South Africa has taken a meaningful step towards building its own rare earth processing industry, after the Steenkampskraal Monazite Mine and state research body Mintek announced they had produced high-purity mixed rare earth products at laboratory scale. The milestone, unveiled on Wednesday, makes South Africa the first African country to refine these strategic minerals through a partnership between a mining company and a national research institution.
Rare earths are the unglamorous backbone of the modern economy, used in the magnets that power electric vehicles, wind turbines, smartphones, advanced electronics, defence systems and medical equipment. Global supply is dominated by China, which has left manufacturers elsewhere exposed and given resource-rich countries a powerful incentive to develop their own capacity.
Moving up the value chain
The breakthrough matters because it pushes South Africa beyond simply digging up and exporting raw ore. By processing monazite concentrate into high-purity material at home, the country can capture more of the value that currently flows offshore. The project is built on the Steenkampskraal mine in the Western Cape, regarded as the world's highest-grade rare earth and thorium deposit, and has drawn support from the South African Nuclear Energy Corporation (Necsa).

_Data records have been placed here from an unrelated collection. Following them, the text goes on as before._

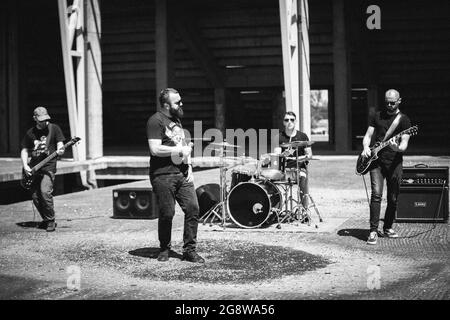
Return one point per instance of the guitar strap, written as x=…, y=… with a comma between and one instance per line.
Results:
x=50, y=131
x=393, y=126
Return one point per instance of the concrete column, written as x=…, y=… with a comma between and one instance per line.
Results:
x=163, y=48
x=219, y=109
x=14, y=83
x=4, y=141
x=304, y=116
x=94, y=95
x=342, y=83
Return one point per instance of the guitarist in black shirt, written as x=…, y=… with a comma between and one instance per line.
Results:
x=389, y=165
x=40, y=141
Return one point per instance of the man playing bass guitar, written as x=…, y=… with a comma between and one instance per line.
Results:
x=385, y=124
x=40, y=141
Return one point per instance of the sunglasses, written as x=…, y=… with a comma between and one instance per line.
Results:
x=391, y=103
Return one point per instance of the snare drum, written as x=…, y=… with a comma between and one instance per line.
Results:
x=276, y=161
x=291, y=173
x=241, y=174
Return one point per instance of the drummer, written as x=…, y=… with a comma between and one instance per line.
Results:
x=290, y=134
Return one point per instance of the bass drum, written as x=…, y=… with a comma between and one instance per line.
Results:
x=250, y=204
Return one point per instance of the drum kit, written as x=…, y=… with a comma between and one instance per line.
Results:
x=261, y=191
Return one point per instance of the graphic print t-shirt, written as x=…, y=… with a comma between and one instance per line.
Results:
x=299, y=136
x=170, y=132
x=381, y=121
x=35, y=140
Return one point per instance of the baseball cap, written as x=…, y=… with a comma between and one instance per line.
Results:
x=41, y=114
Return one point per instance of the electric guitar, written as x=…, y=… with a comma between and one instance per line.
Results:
x=27, y=180
x=363, y=163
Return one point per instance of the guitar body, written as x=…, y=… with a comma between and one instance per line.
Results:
x=363, y=164
x=27, y=180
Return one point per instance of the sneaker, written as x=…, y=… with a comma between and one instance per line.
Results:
x=163, y=256
x=390, y=233
x=373, y=237
x=42, y=225
x=193, y=256
x=51, y=226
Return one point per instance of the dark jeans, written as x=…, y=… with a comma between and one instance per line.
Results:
x=169, y=188
x=393, y=175
x=42, y=195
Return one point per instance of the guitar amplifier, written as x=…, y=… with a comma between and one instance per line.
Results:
x=423, y=194
x=135, y=203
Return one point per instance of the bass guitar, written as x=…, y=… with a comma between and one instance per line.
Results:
x=363, y=163
x=27, y=180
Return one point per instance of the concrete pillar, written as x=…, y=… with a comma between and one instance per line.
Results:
x=342, y=83
x=94, y=96
x=4, y=141
x=163, y=48
x=219, y=108
x=304, y=116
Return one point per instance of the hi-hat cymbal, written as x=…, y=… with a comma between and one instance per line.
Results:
x=295, y=144
x=224, y=144
x=302, y=158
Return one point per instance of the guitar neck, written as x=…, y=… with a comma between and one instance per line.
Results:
x=50, y=157
x=386, y=143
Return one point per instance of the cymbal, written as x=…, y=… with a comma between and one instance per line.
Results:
x=295, y=144
x=224, y=144
x=301, y=158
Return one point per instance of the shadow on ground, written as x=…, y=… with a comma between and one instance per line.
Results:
x=232, y=262
x=153, y=253
x=360, y=234
x=31, y=224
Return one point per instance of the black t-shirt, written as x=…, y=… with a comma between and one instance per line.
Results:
x=35, y=140
x=381, y=121
x=299, y=136
x=170, y=132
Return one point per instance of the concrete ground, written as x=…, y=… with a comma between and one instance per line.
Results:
x=92, y=256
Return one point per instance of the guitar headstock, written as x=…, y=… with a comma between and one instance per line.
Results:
x=73, y=141
x=412, y=130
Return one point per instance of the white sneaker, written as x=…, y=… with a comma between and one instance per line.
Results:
x=373, y=237
x=390, y=233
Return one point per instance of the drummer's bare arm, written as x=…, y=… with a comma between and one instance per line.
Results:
x=308, y=152
x=159, y=150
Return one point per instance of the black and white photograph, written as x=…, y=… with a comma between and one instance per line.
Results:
x=234, y=158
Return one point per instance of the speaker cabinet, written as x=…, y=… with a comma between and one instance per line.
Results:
x=422, y=204
x=134, y=203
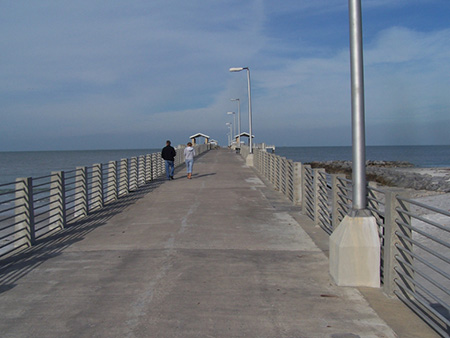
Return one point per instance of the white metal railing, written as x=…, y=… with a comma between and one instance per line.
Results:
x=415, y=237
x=32, y=208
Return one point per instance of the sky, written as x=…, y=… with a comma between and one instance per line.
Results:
x=110, y=74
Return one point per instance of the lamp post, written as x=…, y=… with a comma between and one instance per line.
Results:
x=234, y=122
x=239, y=121
x=249, y=103
x=358, y=123
x=229, y=125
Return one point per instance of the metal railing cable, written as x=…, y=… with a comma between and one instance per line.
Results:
x=416, y=264
x=33, y=208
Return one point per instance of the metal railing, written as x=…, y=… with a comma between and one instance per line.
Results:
x=414, y=237
x=33, y=208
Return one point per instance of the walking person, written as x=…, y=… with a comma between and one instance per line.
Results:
x=168, y=153
x=189, y=153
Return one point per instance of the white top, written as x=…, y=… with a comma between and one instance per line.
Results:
x=189, y=153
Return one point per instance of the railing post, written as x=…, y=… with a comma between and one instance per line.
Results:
x=123, y=177
x=298, y=186
x=24, y=232
x=148, y=168
x=304, y=183
x=284, y=176
x=112, y=182
x=133, y=174
x=390, y=240
x=57, y=201
x=335, y=199
x=97, y=187
x=278, y=172
x=141, y=171
x=317, y=193
x=81, y=200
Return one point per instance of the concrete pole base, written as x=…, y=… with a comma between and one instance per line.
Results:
x=249, y=160
x=355, y=252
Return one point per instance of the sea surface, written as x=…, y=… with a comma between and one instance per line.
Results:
x=419, y=156
x=41, y=163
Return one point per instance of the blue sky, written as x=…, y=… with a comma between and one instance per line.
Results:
x=113, y=74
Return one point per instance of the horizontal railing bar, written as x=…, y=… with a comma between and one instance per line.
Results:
x=425, y=220
x=423, y=233
x=425, y=206
x=422, y=274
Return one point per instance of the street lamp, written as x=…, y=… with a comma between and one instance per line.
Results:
x=229, y=125
x=239, y=121
x=234, y=122
x=249, y=103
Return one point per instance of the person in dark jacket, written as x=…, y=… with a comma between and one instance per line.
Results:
x=168, y=153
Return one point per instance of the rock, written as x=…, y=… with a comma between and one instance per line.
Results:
x=390, y=173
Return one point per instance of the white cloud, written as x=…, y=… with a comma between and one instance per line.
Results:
x=81, y=68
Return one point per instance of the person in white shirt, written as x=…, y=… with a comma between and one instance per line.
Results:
x=189, y=153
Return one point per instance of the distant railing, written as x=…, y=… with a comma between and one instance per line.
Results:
x=32, y=208
x=414, y=237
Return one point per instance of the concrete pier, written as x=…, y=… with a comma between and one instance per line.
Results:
x=220, y=255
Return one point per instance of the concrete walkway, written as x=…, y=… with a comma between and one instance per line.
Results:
x=216, y=256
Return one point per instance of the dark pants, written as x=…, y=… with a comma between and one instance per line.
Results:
x=170, y=169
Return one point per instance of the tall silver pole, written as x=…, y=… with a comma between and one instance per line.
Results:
x=239, y=122
x=249, y=110
x=358, y=123
x=234, y=125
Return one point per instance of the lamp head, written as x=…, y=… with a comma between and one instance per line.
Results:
x=237, y=69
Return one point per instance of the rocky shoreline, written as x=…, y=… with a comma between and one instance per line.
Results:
x=395, y=174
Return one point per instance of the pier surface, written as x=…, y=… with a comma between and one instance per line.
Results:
x=220, y=255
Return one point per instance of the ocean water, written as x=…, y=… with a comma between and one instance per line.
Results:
x=419, y=156
x=42, y=163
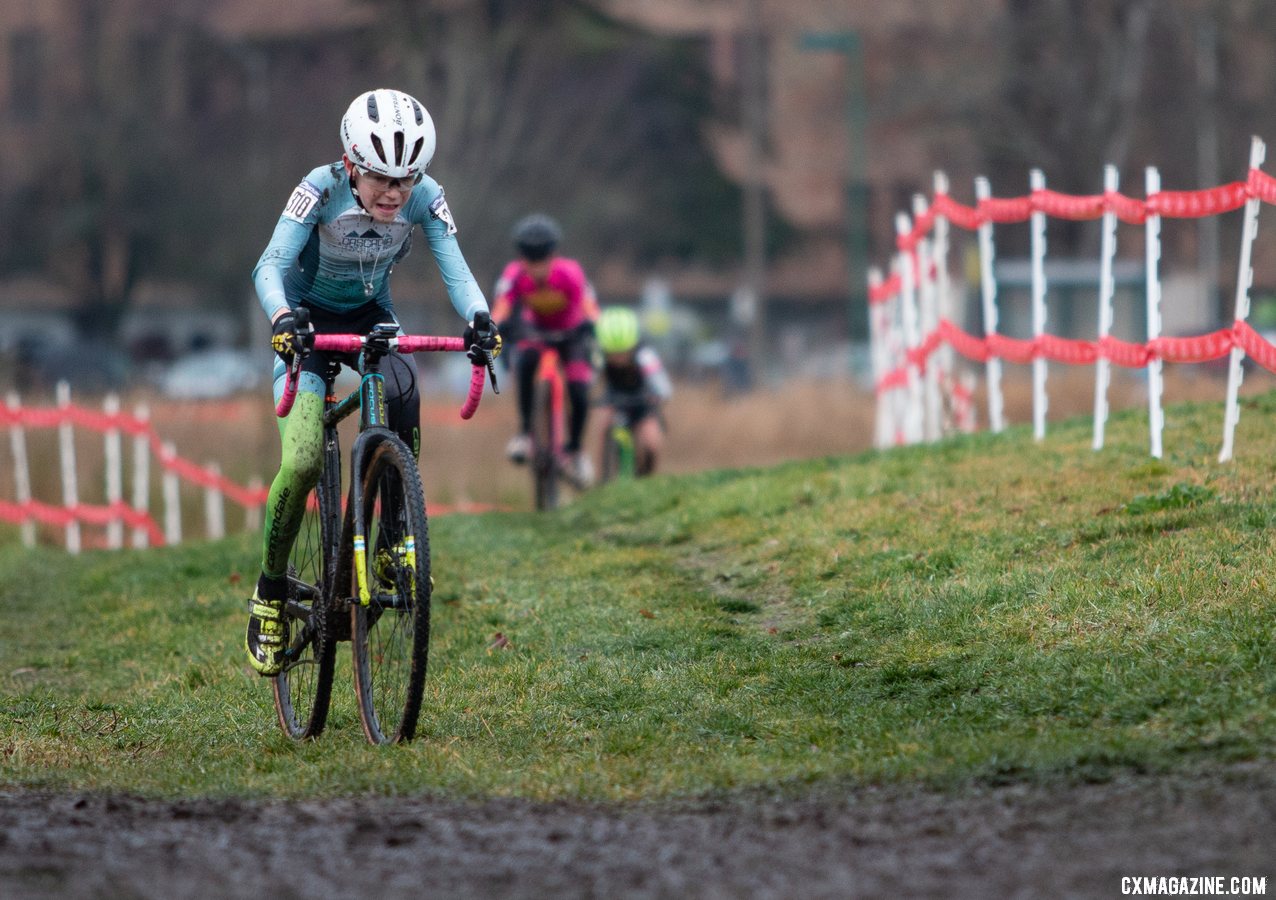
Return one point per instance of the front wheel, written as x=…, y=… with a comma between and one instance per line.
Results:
x=391, y=631
x=304, y=688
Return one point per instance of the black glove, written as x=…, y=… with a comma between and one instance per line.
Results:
x=283, y=337
x=482, y=340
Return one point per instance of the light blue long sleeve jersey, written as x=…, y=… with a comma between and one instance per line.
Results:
x=328, y=252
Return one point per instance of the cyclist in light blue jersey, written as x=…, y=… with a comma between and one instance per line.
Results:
x=333, y=249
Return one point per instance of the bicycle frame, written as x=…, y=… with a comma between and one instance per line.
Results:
x=550, y=372
x=549, y=396
x=369, y=398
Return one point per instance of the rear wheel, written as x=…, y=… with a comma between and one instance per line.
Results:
x=545, y=464
x=392, y=632
x=304, y=688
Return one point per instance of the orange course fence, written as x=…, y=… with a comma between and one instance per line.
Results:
x=115, y=516
x=914, y=336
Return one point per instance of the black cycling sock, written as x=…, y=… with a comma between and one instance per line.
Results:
x=578, y=395
x=272, y=587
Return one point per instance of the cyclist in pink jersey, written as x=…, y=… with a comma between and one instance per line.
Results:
x=554, y=305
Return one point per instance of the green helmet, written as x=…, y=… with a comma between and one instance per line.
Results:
x=618, y=330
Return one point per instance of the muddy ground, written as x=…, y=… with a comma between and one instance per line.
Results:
x=1018, y=840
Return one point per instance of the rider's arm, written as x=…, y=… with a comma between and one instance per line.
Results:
x=440, y=230
x=297, y=220
x=504, y=300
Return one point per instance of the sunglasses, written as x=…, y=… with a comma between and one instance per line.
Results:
x=385, y=183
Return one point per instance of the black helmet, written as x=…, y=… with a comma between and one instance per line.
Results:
x=536, y=236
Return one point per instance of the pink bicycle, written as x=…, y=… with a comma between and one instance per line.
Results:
x=361, y=575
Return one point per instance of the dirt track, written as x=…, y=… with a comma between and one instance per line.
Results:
x=988, y=843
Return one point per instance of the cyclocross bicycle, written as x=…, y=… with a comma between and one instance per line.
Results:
x=549, y=428
x=361, y=575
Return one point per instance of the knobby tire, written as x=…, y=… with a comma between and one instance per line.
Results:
x=303, y=691
x=392, y=635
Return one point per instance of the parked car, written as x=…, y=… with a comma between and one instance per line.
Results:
x=213, y=373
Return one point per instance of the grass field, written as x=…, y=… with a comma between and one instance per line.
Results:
x=985, y=609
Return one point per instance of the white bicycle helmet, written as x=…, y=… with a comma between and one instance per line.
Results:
x=389, y=133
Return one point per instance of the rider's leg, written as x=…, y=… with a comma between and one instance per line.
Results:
x=648, y=443
x=602, y=418
x=579, y=377
x=300, y=466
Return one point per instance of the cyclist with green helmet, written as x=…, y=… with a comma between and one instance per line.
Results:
x=636, y=384
x=554, y=305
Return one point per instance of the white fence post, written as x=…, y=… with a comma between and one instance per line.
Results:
x=21, y=472
x=215, y=506
x=1244, y=281
x=878, y=360
x=70, y=487
x=943, y=287
x=1152, y=245
x=988, y=290
x=929, y=322
x=911, y=333
x=1040, y=401
x=114, y=472
x=1106, y=290
x=140, y=476
x=171, y=498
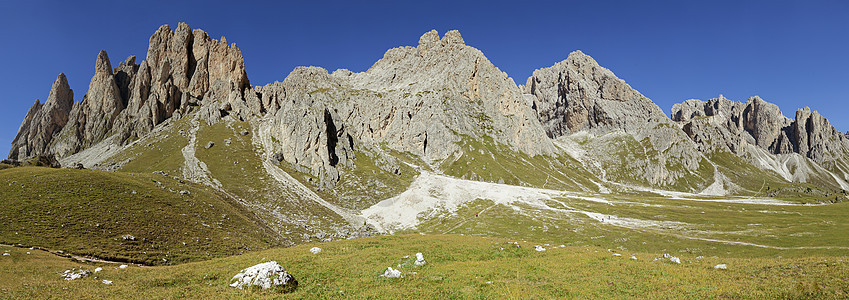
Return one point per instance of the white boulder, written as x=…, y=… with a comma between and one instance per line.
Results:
x=71, y=275
x=265, y=276
x=392, y=273
x=420, y=260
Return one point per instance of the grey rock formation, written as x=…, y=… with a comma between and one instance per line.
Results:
x=421, y=100
x=729, y=125
x=43, y=122
x=91, y=120
x=577, y=94
x=184, y=70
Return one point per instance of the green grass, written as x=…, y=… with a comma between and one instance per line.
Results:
x=367, y=184
x=87, y=212
x=239, y=168
x=458, y=267
x=487, y=160
x=157, y=152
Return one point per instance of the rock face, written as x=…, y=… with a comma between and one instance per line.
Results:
x=428, y=102
x=420, y=100
x=722, y=124
x=184, y=70
x=43, y=121
x=578, y=95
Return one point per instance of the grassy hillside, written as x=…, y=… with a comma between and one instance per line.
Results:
x=458, y=267
x=88, y=213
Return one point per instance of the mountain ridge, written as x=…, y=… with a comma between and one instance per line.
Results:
x=440, y=107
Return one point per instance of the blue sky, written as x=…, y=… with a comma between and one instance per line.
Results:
x=792, y=53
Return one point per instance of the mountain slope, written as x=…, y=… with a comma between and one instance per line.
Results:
x=314, y=156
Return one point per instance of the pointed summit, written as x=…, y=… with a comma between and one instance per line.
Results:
x=43, y=121
x=103, y=65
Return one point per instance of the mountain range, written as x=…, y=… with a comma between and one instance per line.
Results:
x=317, y=155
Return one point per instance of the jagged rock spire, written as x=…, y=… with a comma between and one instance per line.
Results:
x=43, y=121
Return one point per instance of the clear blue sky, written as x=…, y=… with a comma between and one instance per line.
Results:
x=792, y=53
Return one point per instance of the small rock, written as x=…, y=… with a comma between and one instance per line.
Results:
x=265, y=276
x=420, y=260
x=391, y=273
x=70, y=275
x=675, y=260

“This is not only a victory for Steenkampskraal and Mintek, but a victory for South Africa,” said the mine's executive chairman, Dr Enock Mathebula. “It demonstrates the country's ability to develop world-class technologies, create local beneficiation opportunities and participate meaningfully in global critical mineral supply chains.” Mintek chief executive Dr Molefi Motuku said the work proved South Africa possessed “not only the minerals but also the scientific capability to compete globally in critical minerals processing.”
What happens next
The partners say the achievement lays the foundation for commercial production of rare earth products before the end of 2026, with the potential to expand into rare earth and thorium beneficiation and even medical isotopes. The Industrial Development Corporation has fully funded the mine's first-phase metallurgical processing plant, which is under construction and scheduled for commissioning in August. Concentrate production is expected later this year, with first shipments anticipated before year-end.
Brought out of care and maintenance in 2023 with approvals from the National Nuclear Regulator and the Department of Mineral and Petroleum Resources, Steenkampskraal is now courting strategic investors conducting due diligence on the project. Discussions are also under way to establish local rare earth separation capabilities — the technically demanding step that would move South Africa closer to a fully fledged processing hub.